3. Each word in the sentence is fed into the RNN and one output is produced at every
time step corresponding to the predicted tag/category for each word.
Task B: Sentiment Analysis
1. Number of Outputs: 1 output. (n outputs is also acceptable if it takes average of all
outputs)
2. Each is a probability distribution over 5 sentiment values.()
3. Each word in the sentence is fed into the RNN and one output is produced from the
hidden states (by either taking only the final, max, or mean across all states)
corresponding to the sentiment value of the sentence.
Week 5. Language Fundamental
Q5. Describe the difference between lemmatization and stemming. Give application
examples and illustration to support your argument (4 marks)
Solution
Stemming is a procedure to reduce all words with the same stem to a common form whereas
lemmatization removes inflectional endings and returns the base or dictionary form of a
word. For example, words “trouble”, “troubling” and “troubled” may be stemmed to be
“troubl” (not a valid English word) but will be lemmatized to be “trouble” for comparison.
Also, another good example for lemmatization would be words “was”, “is” to be mapped to
“be”.
The following illustration shows the difference between lemmatization and stemming as
described above.
(This is just a sample example - YOU MUST NOT copy from other resources. It MUST
be your own drawing)
Week 6. Part of Speech Tagging
Q6-a. A hidden markov model includes states, observations, transition probabilities,
observation likelihoods. Describe what each one of these would correspond to when
using an HMM for POS tagging. (4 marks)
Solution
● States: The POS tags at specific points in the sentence.
● Observations: The words that are observed as the sentence is read in.
● Transition probabilities: the probability of finding POS tag N following POS tag N-1
● Observation likelihoods: the probability of seeing a particular word
Q6-b. Given the sentence ``I promise to back the bill.’’ show how you would compute
the probability of ``back’’ as a verb versus the probability of ``back’’ as a noun using
the probabilities in Tables a and b using the Viterbi algorithm. You are given the values
for the third column of the Viterbi table which correspond to observation 3 or ``to’’.

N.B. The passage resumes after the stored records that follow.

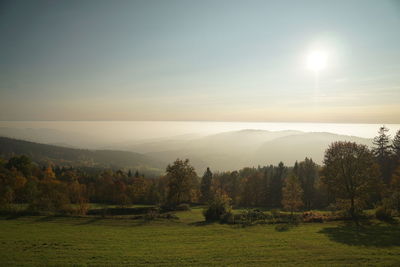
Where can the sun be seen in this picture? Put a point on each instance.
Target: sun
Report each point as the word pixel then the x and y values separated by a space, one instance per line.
pixel 316 60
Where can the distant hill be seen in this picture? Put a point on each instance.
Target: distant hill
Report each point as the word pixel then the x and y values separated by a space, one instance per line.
pixel 42 154
pixel 237 149
pixel 296 147
pixel 224 151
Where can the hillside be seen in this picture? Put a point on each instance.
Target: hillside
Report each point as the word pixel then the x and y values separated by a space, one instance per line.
pixel 42 153
pixel 237 149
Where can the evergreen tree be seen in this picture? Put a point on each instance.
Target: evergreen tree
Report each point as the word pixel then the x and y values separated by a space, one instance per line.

They are VB: 0, TO: .00000018, NN: 0, PRP: 0. Thus, you will show two computations
both of which will use these values. You do not need to do the arithmetic; just show the
formula that would be computed.
(*assume all verb tags as VB)
Table a. Observation Likelihoods
I promise to back
VB 0 .0093 0 .00008
TO 0 0 .99 0
NN 0 .0085 0 .00068
PRP .37 0 0 0
Table b. Tag transition probabilities.
VB TO NN PRP
.019 .0043 .041 .067
VB .0038 .035 .047 .0070
TO .83 0 .00047 0
NN .0040 .016 .087 .0045
PRP .23 .00079 .0012 .00014
Solution
● back as a verb:
.00000018 * Prob(VB| TO) * Prob (back |VB) = .00000018 *.83 * .00008
● back as a noun:
.00000018* Prob (NN | TO) * Prob (back |NN) = .00000018 * .00047 * .00068
Week 7. Dependency Parsing
Q7. State a sequence of transitions that make an transition-based dependency parser
produce the following dependency tree. Explain how to get the sequence of transitions.
(4 marks)
Solution
Suppose SH = Shift, RA = Right Arc, LA = Left Arc.
SH SH SH SH RA SH SH LA RA RA RA
In order to get this dependency tree using the arc-standard algorithm, we need to do the
following steps based on the three possible transactions (SH, RA, LA):
Step 1. SH the ROOT 0 to the stack while all the other words from 1 to 5 will be in the buffer
as our initial state.
Step 2. SH the 1 from buffer to the stack
Step 3. SH the 2 from buffer to the stack
Step 4. SH the 3 from buffer to the stack
Step 5. RA from 2 to 3 and remove 3 out of stack
Step 6. SH 4 from buffer to the stack
Step 7. SH 5 from the buffer to the stack
Step 8. LA from 5 to 4 and remove 4 out of stack
Step 9. RA from 2 to 5 and remove 5 out of stack
Step 10. RA from 1 to 2 and remove 2 out of stack
Step 11. RA from 0 to 1 and remove 1 out of stack
Head and modifier refer to the two words in a dependency relation where the head is the one
that is governor, parent and the modifier is the one that is dependen, daughter. Using the
arrow for the dependencies, it will point from the head to the modifier. For example,
considering the dependency of words ‘red hat’, the red will be the modifier while the hat will
be the head. And the arrow will point from “hat” to “red” in this case.
And, please put a detailed explanation on how to get the dependency tree using SH, LA, RA
definition and what the head and modifier are.
Week 8. Language Model and Natural Language Generation
Q8. During training a neural language model, we normally apply teacher forcing.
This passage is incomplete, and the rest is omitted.